2. The catalyst according to claim 1, wherein the second metal M is 0.3 to 10 wt% in the catalyst; the active metal Pt accounts for 0.2-2.0 wt%; the mesoporous SiO₂The thickness of the coating layer is 10-90 nm.

3. The catalyst of claim 1, wherein the molecular sieve is at least one of an HY, MCM, ZSM-5 type molecular sieve; the metal M is at least one of Ni, Sn, Co, Pd or Ru.

4. The catalyst of claim 1, wherein the catalyst is prepared by the steps of: firstly, loading a second metal M precursor salt on a molecular sieve carrier to obtain a molecular sieve loaded with the metal M precursor salt; secondly, in the presence of an organic template agent, the mesoporous SiO is wrapped on the surface of the metal M precursor salt-loaded molecular sieve by hydrolyzing an organic silicon source₂To obtain mesoporous SiO₂A coated metal M precursor salt loaded molecular sieve; finally dipping Pt precursor salt solution, drying, calcining and reducing to obtain SiO₂The coated molecular sieve supports the bimetallic catalyst.

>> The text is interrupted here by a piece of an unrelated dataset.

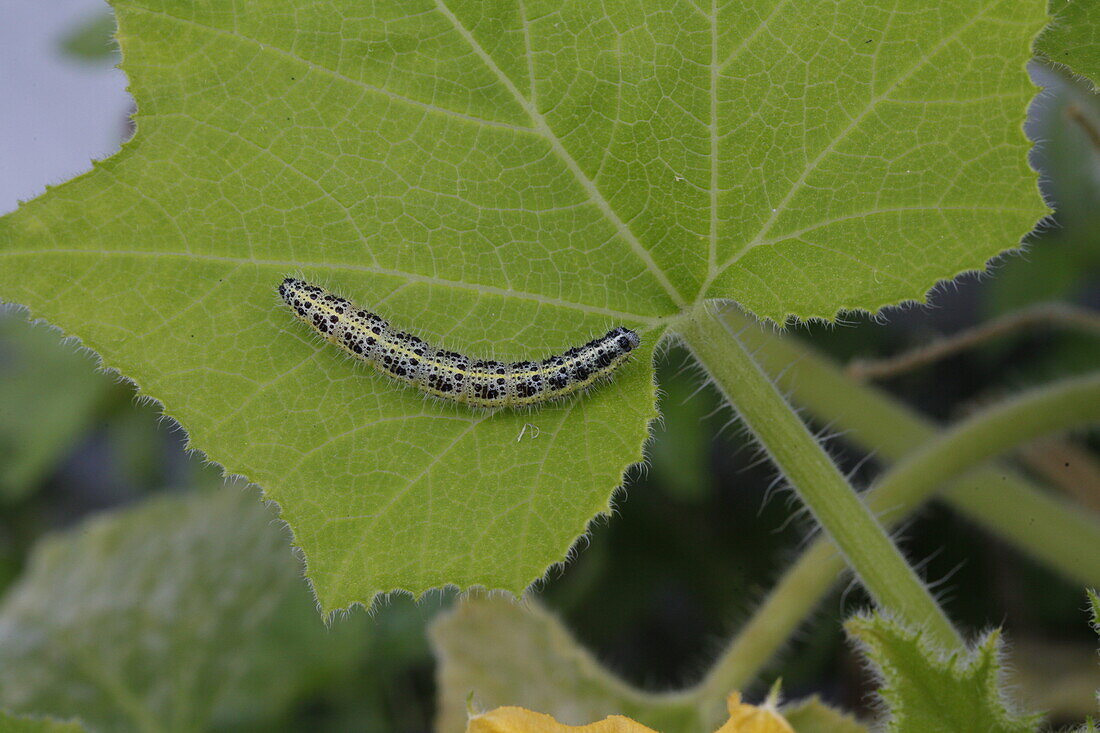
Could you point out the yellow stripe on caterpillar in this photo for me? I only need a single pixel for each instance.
(449, 374)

5. An SiO as claimed in any of claims 1 to 4₂The preparation method of the coated molecular sieve supported bimetallic catalyst is characterized by comprising the following steps:

1) adding a molecular sieve carrier into a metal M precursor salt solution, stirring and drying to prepare the molecular sieve loaded with the metal M precursor salt;

2) dispersing the molecular sieve loaded with the metal M obtained in the step 1) in an aqueous solution of an organic template, and adding ammonia water under stirring at room temperature; adding ethanol and an organic silicon source in sequence, stirring and reacting at a certain temperature, washing, drying and calcining after the reaction is finished to obtain mesoporous SiO₂A coated metal M precursor salt loaded molecular sieve;

3) subjecting the mesoporous SiO obtained in the step 2) to₂Adding the coated molecular sieve loaded with metal M precursor salt into the Pt precursor salt solution, stirring at room temperature, drying and reducing to obtain SiO₂The coated molecular sieve supports the bimetallic catalyst.

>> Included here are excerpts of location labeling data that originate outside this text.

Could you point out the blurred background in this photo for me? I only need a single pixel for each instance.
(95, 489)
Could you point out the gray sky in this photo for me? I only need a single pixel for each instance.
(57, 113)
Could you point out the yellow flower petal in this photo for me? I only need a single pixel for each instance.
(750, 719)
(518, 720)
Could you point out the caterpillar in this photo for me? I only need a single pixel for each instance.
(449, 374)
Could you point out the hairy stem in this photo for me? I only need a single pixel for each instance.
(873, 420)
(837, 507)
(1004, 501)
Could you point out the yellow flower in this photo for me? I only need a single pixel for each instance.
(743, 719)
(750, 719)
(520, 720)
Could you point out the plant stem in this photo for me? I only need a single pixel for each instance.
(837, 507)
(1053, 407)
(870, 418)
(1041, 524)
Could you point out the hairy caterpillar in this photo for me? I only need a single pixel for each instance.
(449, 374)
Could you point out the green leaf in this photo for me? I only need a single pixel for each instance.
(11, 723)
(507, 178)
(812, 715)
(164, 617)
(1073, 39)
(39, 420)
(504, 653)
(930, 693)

6. The production method according to claim 5,

in the step 1), the molecular sieve carrier is selected from at least one of HY, MCM and ZSM-5, and the metal M precursor salt is selected from at least one of nitrate, halide, chlorate and acetylacetone salt of Ni, Sn, Co, Pd and Ru;

in the step 2), the organic silicon source is selected from at least one of ethyl orthosilicate, methyl orthosilicate, tributylsilane and ethyltriethoxysilane, and the organic template is selected from at least one of cetyltrimethylammonium bromide, cetyltrimethylammonium chloride and polyvinylpyrrolidone;

in the step (3), the Pt metal precursor salt is selected from H₂PtCl₆、Na₂PtCl₄、Pt(NO₂)₂(NH₃)₂、Pt(NH₃)₄(NO₃)₂、Pt(NH₃)₄Cl₂At least one of (1).

7. The production method according to claim 5,

in the step 2), the mass ratio of the organic template to the molecular sieve loaded with the metal M is 1-2.5: 0.1-0.5; the organic silicon source in the step 2) is mesoporous SiO₂The mass ratio of the molecular sieve to the molecular sieve in the step 1) is 0.9-3.0: 1;

SiO obtained by using metal M in metal M precursor salt, molecular sieve and organic silicon source₂And the sum of the mass of the metal Pt in the Pt precursor salt is the total mass, wherein the mass percentage of the metal M in the metal M precursor salt accounts for 0.3-10 wt% of the total mass; the metal Pt in the Pt precursor salt accounts for 0.2-2.0 wt% of the total mass.

8. The production method according to claim 5,

in the step 2), the stirring reaction conditions at a certain temperature are as follows: the reaction temperature is 20-80 ℃, and the reaction time is 6-24 h; calcining for 2-8 h at the temperature of 450-650 ℃;

in the step (3), the reduction process comprises the following steps: reducing for 2-4h at the temperature of 400-600 ℃ in a reducing atmosphere.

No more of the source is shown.